Von Hizbullah verschleppt und ermordet

Seit 30 Jahren gelten Ibrahim und Edip Çelik als verschwunden. Unter dem Vorwand, ihnen eine Adresse zu zeigen, wurde der 50-jährige Ibrahim Çelik am Abend des 10. Juli 1994 von vier maskierten und bewaffneten Männern, die später als Attentäter der Hizbullah identifiziert wurden, aus seinem Haus in Êlih (tr. Batman) geholt. Sein 19 Jahre alter Sohn Edip wurde misstrauisch und folgte ihnen. Das war das letzte Mal, dass die beiden lebend gesehen wurden. Seither versucht die Familie, Licht ins Dunkel zu bringen. Mit der formell nicht bewiesenen Tatsache, dass Ibrahim und Edip Çelik unmittelbar nach ihrer Mitnahme von der Hizbullah ermordet und irgendwo in Êlih verscharrt wurden, haben sich die Hinterbliebenen abgefunden – ebenso mit der Straflosigkeit für die Täter, die von der Staatsanwaltschaft trotz etlicher Strafanzeigen nicht verfolgt wurden. Sie verlangen die Preisgabe von Informationen, wo der neunfache Vater Ibrahim Çelik und sein Sohn Edip begraben worden sind, um ihnen ein würdevolles Begräbnis und sich selbst einen Ort der Trauer zu ermöglichen.

Dafür kämpfen auch die Samstagsmütter, die heute zum 1007. Mal vor dem Istanbuler Galatasaray-Gymnasium gegen das Verschwindenlassen in staatlichem Gewahrsam protestiert haben. Unterstützt wurden sie in dieser Woche von der Menschenrechtsanwältin Eren Keskin, der kurdischen Politikerin Sebahat Tuncel und der HDK-Sprecherin Esengül Demir. Keskin, die Ko-Vorsitzende des Menschenrechtsvereins IHD ist, thematisierte den Fall von Ibrahim und Edip Çelik und zeichnete zugleich einen kurzen Umriss der Historie von Hizbullah.

Eren Keskin stellt den Fall um das Verschwindenlassen von Ibrahim und Edip Çelik vor © MA

Staatlich gefördertes Gegengewicht zur Guerilla

Die extremistisch-sunnitische Hizbullah – nicht zu verwechseln mit der libanesischen Hisbollah – entstand in den 1980er Jahren im Umfeld islamischer Buchläden in Amed (Diyarbakır). Sie strebte die Errichtung eines unabhängigen islamischen Staates nach iranischem Vorbild an. Während der 90er Jahre, als der schmutzige Krieg des türkischen Staates in Kurdistan besonders blutig war, bildete die Hizbullah einen integralen Bestandteil der Konterguerilla. Ihre Todesschwadronen wurden vom Staat systematisch als Gegengewicht zur Guerilla der Arbeiterpartei Kurdistans (PKK) gefördert und gingen mit blankem Terror in Städten, in denen die Massenaktionen der kurdischen Bewegung und Volksaufstände besonders weit entwickelt waren, gegen alle vor, die ins Feindbild passten.

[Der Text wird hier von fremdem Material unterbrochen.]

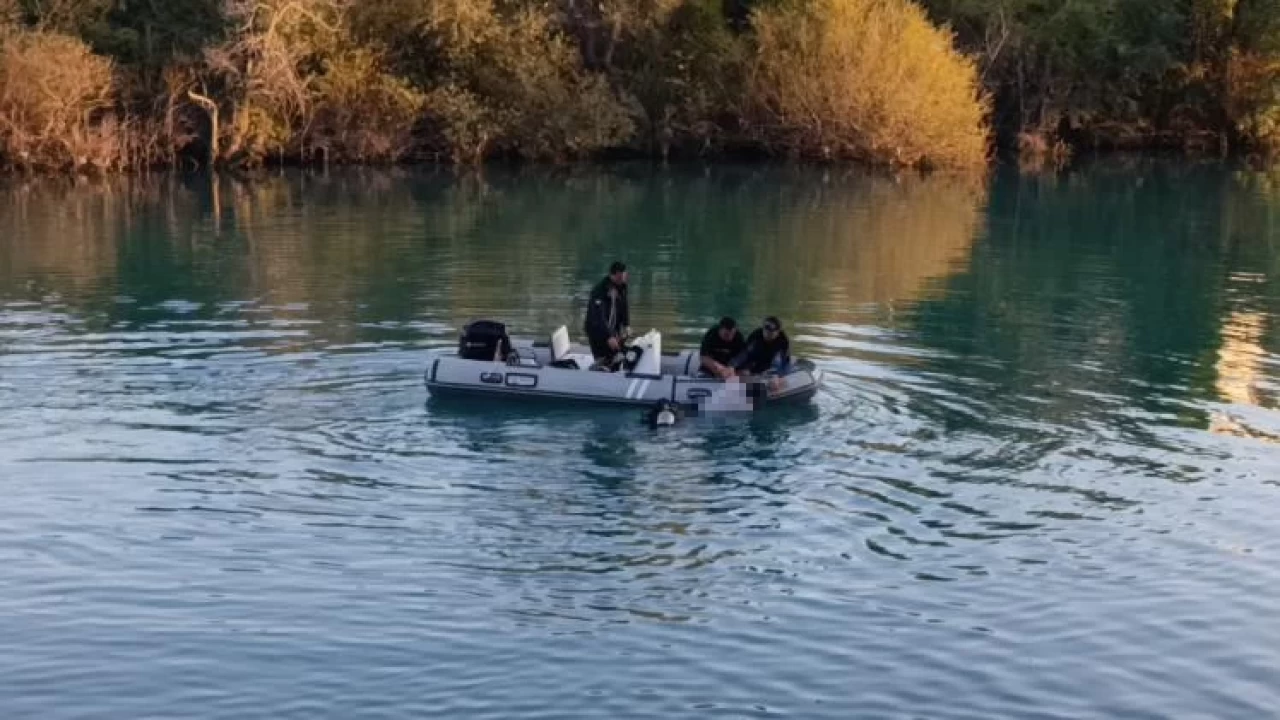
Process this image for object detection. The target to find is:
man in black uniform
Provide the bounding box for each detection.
[731,315,791,375]
[582,263,631,361]
[698,318,746,379]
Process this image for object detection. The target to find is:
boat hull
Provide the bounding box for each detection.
[425,347,822,411]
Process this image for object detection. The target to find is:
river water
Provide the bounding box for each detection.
[0,161,1280,720]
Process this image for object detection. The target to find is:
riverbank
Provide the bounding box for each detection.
[0,0,1280,172]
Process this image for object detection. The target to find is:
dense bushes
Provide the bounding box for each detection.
[0,0,1280,168]
[750,0,986,167]
[920,0,1280,151]
[0,31,129,169]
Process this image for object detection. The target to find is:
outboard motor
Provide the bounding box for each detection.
[458,320,511,361]
[645,398,681,428]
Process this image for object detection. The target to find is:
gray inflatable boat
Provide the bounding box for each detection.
[425,325,822,413]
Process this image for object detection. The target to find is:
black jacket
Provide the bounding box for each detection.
[582,277,631,341]
[733,328,791,374]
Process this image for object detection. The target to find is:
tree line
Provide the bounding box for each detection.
[0,0,1280,169]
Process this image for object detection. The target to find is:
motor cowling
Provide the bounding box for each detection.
[458,320,511,361]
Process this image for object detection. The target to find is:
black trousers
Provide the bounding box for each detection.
[586,337,613,360]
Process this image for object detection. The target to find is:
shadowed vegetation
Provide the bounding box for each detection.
[0,0,1280,170]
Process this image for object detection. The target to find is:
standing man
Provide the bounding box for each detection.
[582,261,631,361]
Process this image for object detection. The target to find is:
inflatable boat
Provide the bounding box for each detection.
[425,322,822,413]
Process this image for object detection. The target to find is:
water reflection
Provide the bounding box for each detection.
[0,161,1280,717]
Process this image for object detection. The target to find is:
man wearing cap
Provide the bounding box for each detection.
[698,318,746,380]
[582,263,631,361]
[732,315,791,375]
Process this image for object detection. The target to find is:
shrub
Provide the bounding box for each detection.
[0,31,129,169]
[749,0,987,167]
[429,0,634,160]
[306,49,425,161]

Berüchtigt für besonders brutale Morde

Schätzungen von Menschenrechtsorganisationen gehen von über 17.000 „Verschwundenen“ durch parastaatliche und staatliche Kräfte während der dunklen Periode der 90er aus. Ein Großteil dieser Morde „unbekannter Täter“ gingen auf das Konto der Hizbullah, die unter dem wachsamen Blick und dem Schutz des Staates agierten, während andere Morde von der Konterguerilla aus Spezialeinheiten der Armee, der faschistischen „Grauen Wölfe“ und des Geheimdienstes der Militärpolizei (JITEM) verübt wurden. Die Opfer dieser Killerkommandos waren oftmals gewöhnliche Dorfbewohnende, aber auch Geschäftsleute, Intellektuelle und Politiker:innen, Journalist:innen, Linke, Liberale und Gewerkschafter:innen, die dem Staat kritisch gegenüberstanden; so etwa der kurdische DEP-Abgeordnete Mehmet Sincar oder die muslimische Feministin Konca Kuriş. Die Leichen wurden in Massengräbern, Höhlen oder in stillgelegten Industrieanlagen verscharrt, auf Müllhalden geworfen, in Kellergewölben einbetoniert, in Brunnenschächten und Säuregruben versenkt oder wie in Argentinien durch den Abwurf aus Militärhubschraubern beseitigt.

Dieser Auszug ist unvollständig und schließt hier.